Como tentativa de dar aos leitores a dimensão da atuação da censura, os jornalistas cobriam algumas matérias censuradas com um quadro negro, que levava apenas a mensagem “Leia e assine Opinião”. “Claro que não cobríamos todas as matérias que tinham sido alteradas. Senão, o jornal seria todo negro”, explica Ferreira.
“Esse conflito interno com os censores causou grandes embaraços e, às vezes, prisões, ameaças de tortura, espancamento”, conta Andreato, que apanhou de um agente da censura no pátio da gráfica onde o Opinião era impresso por conta de uma capa que trazia um desenho de Dom Paulo Evaristo Arns todo em vermelho. “Quando ele viu a capa, não quis ouvir explicações e já foi logo me batendo”, diz o artista.
A capa com Arns, que fez com que Elifas apanhasse, era uma tentativa de cobrir o assassinato do estudante da USP Alexandre Vannuchi, em março de 1973. Segundo Pereira, “não se podia falar no nome no Vannuchi, e nós fizemos uma cobertura inteligente, porque publicamos o comunicado da polícia sobre o aparente suicídio do estudante no meio de uma história de uma estudante que tinha morrido, sem mencionar o nome dele, mas com um monte de indicações”. Neste episódio, Pereira foi detido e levado para interrogatório. “Durante o depoimento, me perguntaram: ‘o que é isso aqui?
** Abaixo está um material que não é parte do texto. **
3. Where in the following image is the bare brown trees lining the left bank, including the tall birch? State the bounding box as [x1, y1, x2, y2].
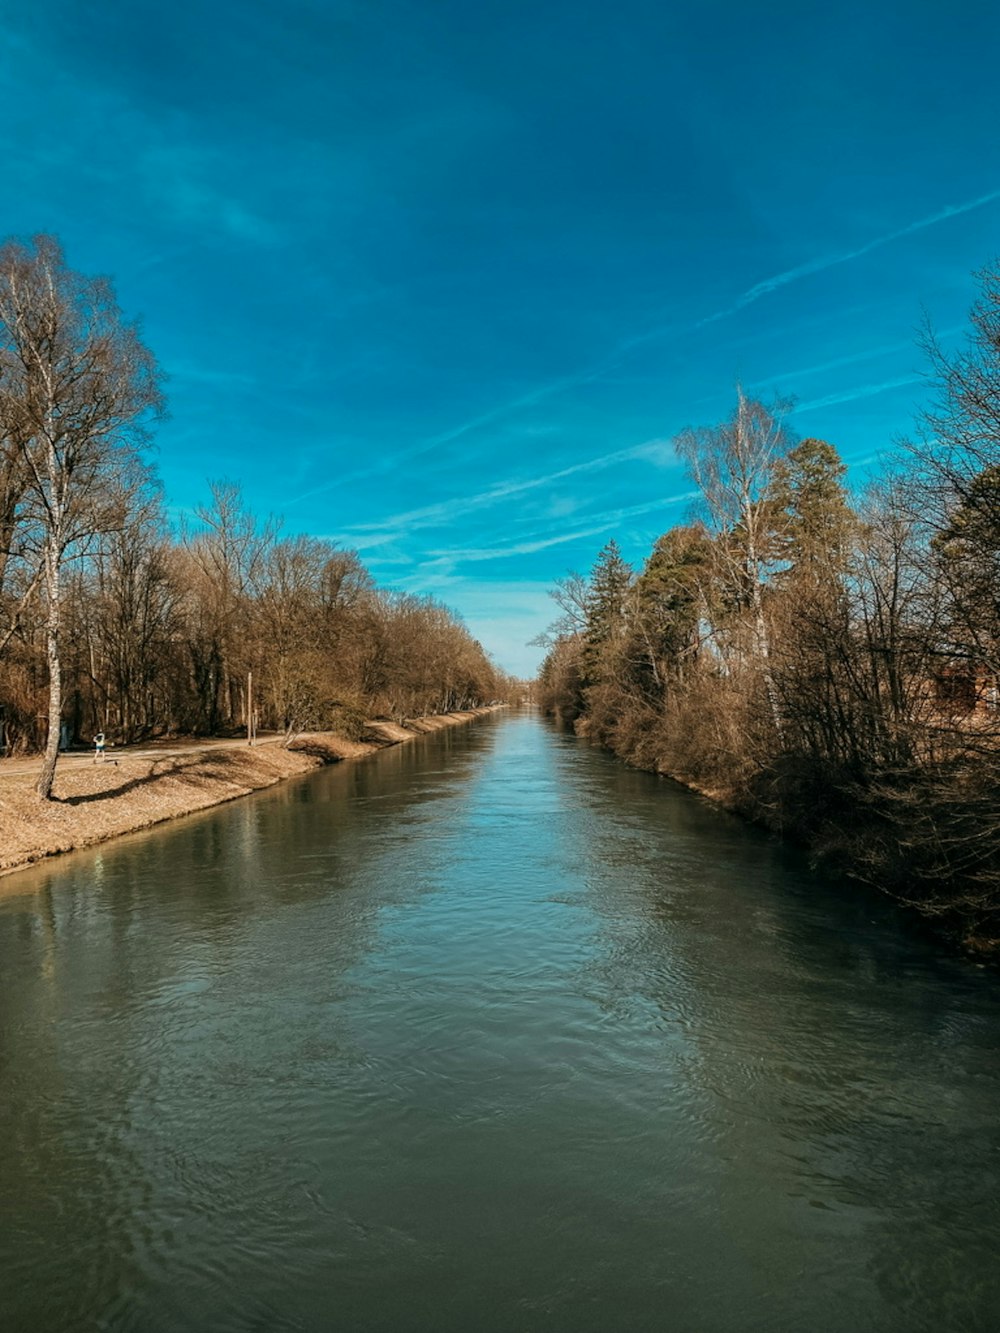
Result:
[0, 236, 513, 797]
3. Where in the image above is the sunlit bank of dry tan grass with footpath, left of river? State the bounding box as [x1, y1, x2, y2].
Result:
[0, 708, 496, 892]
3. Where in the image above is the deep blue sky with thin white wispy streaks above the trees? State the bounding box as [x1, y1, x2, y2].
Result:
[0, 0, 1000, 674]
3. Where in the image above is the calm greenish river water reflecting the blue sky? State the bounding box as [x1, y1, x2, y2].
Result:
[0, 712, 1000, 1333]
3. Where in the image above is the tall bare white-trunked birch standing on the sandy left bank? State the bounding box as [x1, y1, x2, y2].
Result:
[0, 236, 161, 800]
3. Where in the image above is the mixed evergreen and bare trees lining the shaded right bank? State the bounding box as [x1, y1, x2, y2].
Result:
[540, 265, 1000, 946]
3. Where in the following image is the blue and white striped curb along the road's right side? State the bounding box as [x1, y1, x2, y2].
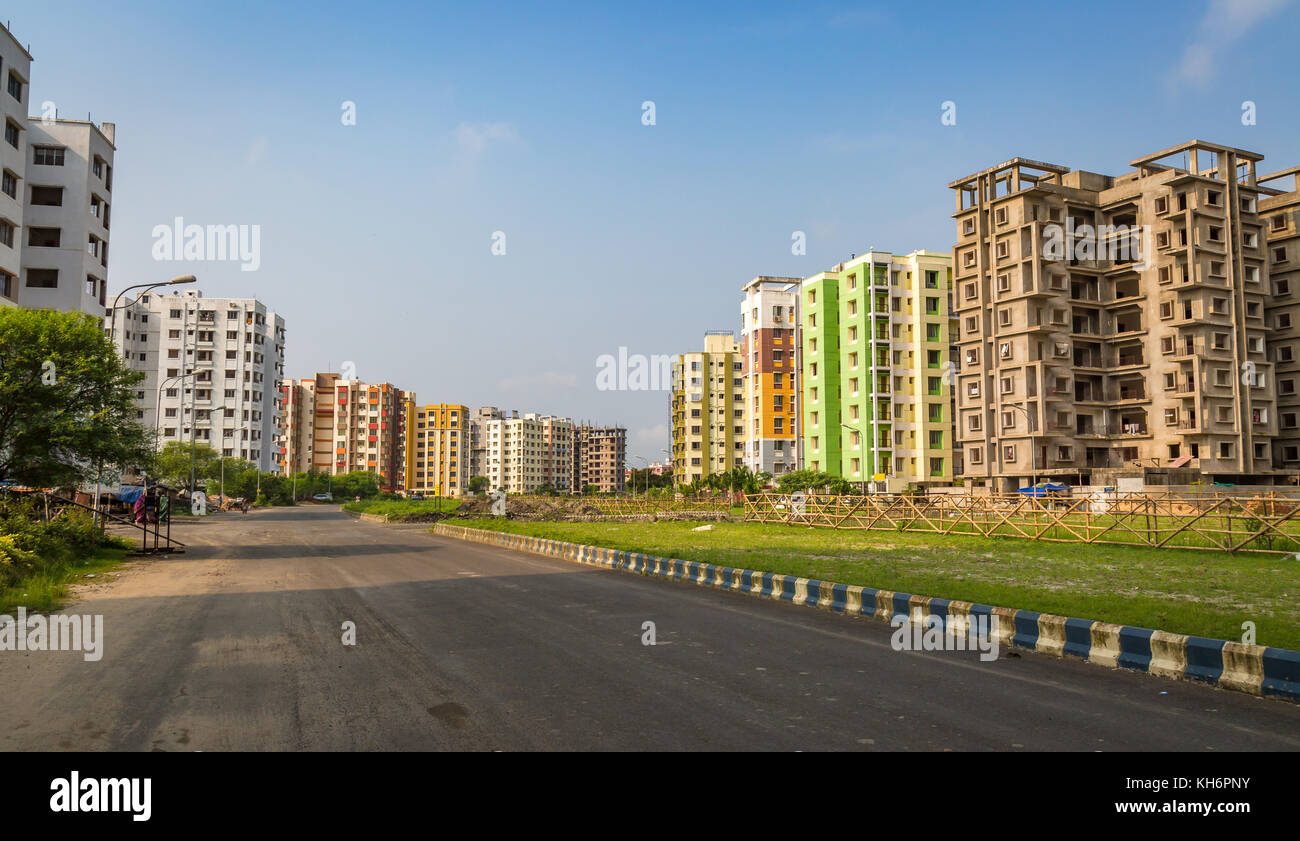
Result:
[433, 523, 1300, 701]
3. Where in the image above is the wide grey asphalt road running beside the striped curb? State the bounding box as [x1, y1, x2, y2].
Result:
[0, 506, 1300, 751]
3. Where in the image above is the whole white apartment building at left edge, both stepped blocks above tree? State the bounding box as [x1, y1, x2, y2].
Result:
[0, 26, 116, 317]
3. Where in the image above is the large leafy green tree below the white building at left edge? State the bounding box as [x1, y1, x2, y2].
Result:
[0, 307, 152, 486]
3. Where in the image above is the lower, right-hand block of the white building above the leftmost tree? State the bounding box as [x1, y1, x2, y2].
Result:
[21, 118, 114, 316]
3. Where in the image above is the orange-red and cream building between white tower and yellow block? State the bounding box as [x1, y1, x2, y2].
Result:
[277, 373, 415, 491]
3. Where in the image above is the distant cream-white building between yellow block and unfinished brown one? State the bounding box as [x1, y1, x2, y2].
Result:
[481, 412, 573, 494]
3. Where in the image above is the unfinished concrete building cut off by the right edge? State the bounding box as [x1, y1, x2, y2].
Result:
[1258, 166, 1300, 477]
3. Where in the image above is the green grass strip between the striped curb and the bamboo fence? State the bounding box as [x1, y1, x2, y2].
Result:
[458, 519, 1300, 650]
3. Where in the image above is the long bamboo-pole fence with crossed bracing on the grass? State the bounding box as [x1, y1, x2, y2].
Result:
[745, 493, 1300, 554]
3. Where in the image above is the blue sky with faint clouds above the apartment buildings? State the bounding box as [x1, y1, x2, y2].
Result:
[4, 0, 1300, 464]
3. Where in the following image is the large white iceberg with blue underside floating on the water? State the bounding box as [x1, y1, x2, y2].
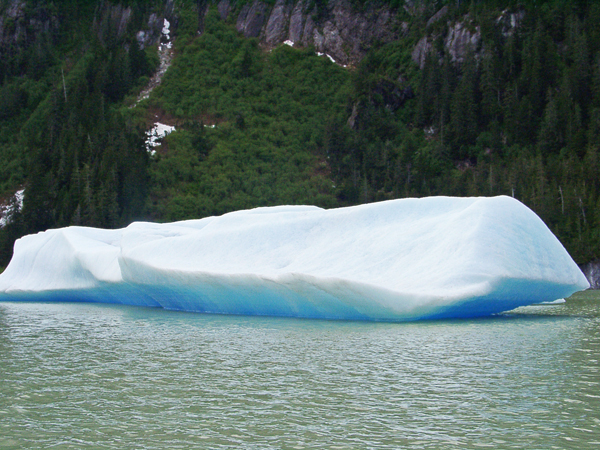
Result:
[0, 197, 589, 321]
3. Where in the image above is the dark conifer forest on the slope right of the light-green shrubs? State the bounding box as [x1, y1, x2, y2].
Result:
[346, 1, 600, 262]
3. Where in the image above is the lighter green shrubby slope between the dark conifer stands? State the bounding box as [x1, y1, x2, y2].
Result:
[146, 12, 350, 220]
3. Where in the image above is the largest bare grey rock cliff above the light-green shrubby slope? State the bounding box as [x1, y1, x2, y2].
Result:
[204, 0, 408, 65]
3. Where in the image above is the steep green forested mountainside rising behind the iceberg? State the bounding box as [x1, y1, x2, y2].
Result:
[0, 0, 600, 266]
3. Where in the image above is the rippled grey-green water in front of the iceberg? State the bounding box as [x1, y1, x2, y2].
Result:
[0, 292, 600, 449]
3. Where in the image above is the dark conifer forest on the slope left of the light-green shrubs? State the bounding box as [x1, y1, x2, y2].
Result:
[0, 1, 159, 264]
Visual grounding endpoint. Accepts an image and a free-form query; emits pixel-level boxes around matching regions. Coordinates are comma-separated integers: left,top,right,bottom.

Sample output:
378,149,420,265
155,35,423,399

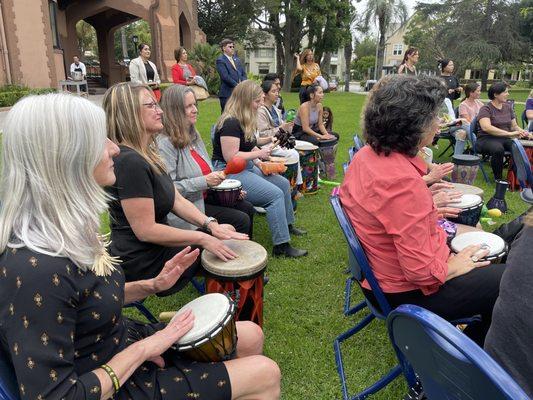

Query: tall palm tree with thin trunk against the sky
363,0,407,79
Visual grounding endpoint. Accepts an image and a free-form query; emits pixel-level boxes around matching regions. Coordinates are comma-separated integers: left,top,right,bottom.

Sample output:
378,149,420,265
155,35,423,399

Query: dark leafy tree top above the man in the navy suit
198,0,260,44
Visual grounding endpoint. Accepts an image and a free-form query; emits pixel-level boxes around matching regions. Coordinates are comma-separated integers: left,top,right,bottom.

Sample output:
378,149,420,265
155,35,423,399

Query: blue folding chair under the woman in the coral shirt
330,188,416,400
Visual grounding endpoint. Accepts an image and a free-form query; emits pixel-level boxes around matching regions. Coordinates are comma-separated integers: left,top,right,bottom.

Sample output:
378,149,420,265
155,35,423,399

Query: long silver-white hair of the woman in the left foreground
0,94,108,271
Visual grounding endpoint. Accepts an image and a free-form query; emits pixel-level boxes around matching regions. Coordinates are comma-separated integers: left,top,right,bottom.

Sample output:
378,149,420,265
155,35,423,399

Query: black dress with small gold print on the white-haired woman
0,248,231,400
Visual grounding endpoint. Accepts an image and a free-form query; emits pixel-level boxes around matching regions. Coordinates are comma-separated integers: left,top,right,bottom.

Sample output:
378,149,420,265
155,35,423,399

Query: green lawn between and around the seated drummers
116,93,526,400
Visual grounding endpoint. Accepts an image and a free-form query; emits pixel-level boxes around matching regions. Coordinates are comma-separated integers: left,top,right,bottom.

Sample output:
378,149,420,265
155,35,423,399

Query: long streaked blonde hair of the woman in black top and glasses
102,82,165,174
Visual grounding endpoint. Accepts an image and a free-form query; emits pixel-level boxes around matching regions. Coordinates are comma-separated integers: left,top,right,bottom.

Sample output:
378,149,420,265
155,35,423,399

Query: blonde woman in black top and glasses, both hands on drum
103,82,247,294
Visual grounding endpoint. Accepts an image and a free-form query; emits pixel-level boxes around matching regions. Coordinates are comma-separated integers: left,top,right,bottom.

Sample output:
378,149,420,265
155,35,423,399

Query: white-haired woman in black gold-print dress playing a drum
0,94,280,400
Como saiu isso?’. E eu disse que era a história do Vannuchi e que a edição havia sido liberada pela censura, não tinha mais saída para eles”, conta Pereira.
Reprodução
“Claro que não cobríamos todas as matérias que tinham sido censuradas, pois o jornal seria todo negro”, explica Tonico Ferreira
Censura em Brasília, o fim
Após a matéria sobre Vannuchi, a censura contra o jornal Opinião se tornou mais rigorosa. As edições precisavam fechar às quartas-feiras, para dar tempo de serem enviadas a Brasília, onde sofreriam censura. Voltavam ao Rio na sexta-feira, para serem alteradas de acordo com o que os militares mandavam, e impressas no sábado, quando a publicação chegava às bancas.
Ferreira era o responsável por levar e buscar o jornal na Polícia Federal, diretamente com os militares. “Certa vez, eles tinham cortado todas as matérias do jornal, deviam estar com raiva, pois não deixaram passar nada. Então o coronel de lá me disse, ‘agora, acho que vocês terão que fechar o jornal e pegar em armas, e nós iremos caçar vocês na clandestinidade’. Eu respondi: ‘não, senhor. Estou indo buscar mais matéria na redação para vocês censurarem’, pois era essa a nossa luta”, conta.
Para Raimundo Pereira, a censura feita em Brasília foi um dos fatores que contribuiu para o fim do jornal, pois “destruiu a atualidade do Opinião e acabou com qualquer possibilidade de recursos”. Andreato concorda e lembra como a censura na capital federal afetou financeiramente a publicação. “O jornal Opinião vivia da sua venda em banca e de assinaturas. Era a juventude que sustentava o jornal e, com a censura rígida, as vendas caíram muito”, disse..
Além da censura, brigas com Gasparian desgastaram a equipe de jornalistas, que tinha motivações políticas diferentes do dono do jornal. “É muito difícil saber agora se foi positivo ou negativo, se não poderíamos ter feito um acordo melhor e continuado com o jornal porque, depois que nós saímos, o jornal durou mais algum tempo e não conseguiu sobreviver”, conta Ferreira.
A saída da equipe de jornalistas que compunha a redação do Opinião em 1975 foi um duro folpe para o jornal, mas não impediu que ele continuasse circulando por mais dois anos. O último número do semanário chegou às bancas em 8 de abril de 1977, encerrando a história de uma publicação que resistiu às adversidades impostas pelo regime militar. Ferreira, Andreato e Pereira, que deixaram a redação em 1975, lançariam no mesmo ano o jornal Movimento, publicação que deixou sua marca na história da imprensa alternativa no Brasil.